I had some of these lunch break job organizer style discussions. Most were pointless. We agreed on just about everything, except getting organized into a union. We would all lose our jobs. It was as simple as that. So you need a big well connected union, with lots of support back up if the boss decides to try anything like firing the whole shop.

I never saw this as a failure of the left. It was a failure of organized labor. I understand their side. Small shops are not worth the headache. Trouble is most of the working class around here work in small shops. Most of the damned residential construction, especially remodeling is non-union. Most auto shops are non-union, etc. What's with that? Most of the male immigrant labor is in the same small business sector. You can buy a guy on the street corner for a lot less than the rental of a small back hoe. He'll dig the trench for a water hook-up cheaper than a machine. See?

I thought of a way around this. Change a city ordinance on building permits to require union certification of any non-owner performed labor. The legal excuse is union workers learn the building codes and are expected to follow them. This is the way it's done above the residential level.

So the existing conditions have to be taken into account and most of the labor movement doesn't seem to see the problem. The emphasis on small business has atomized labor, pure and simple. When a small construction contractor can buy manual labor from a street corner, we've got some serious labor problems. I am all for big strong unions, so where the hell were they in any of my job sites?
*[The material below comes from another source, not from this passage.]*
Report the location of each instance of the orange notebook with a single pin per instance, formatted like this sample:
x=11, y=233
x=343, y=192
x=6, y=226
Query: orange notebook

After reading the rest of Proyect's review, I am surprised at Evans from his dismissle of Cuba to his Zionism. It must be part of that LA influence. And then too, if he is an administrator in the UC system, that's a whole other bad influence. Working in the administration can turn anybody brain dead and completely souless. It's just part of the job. I watched similar transformations up here at UCB among moderately radical disabled men and women who got on the professional career path.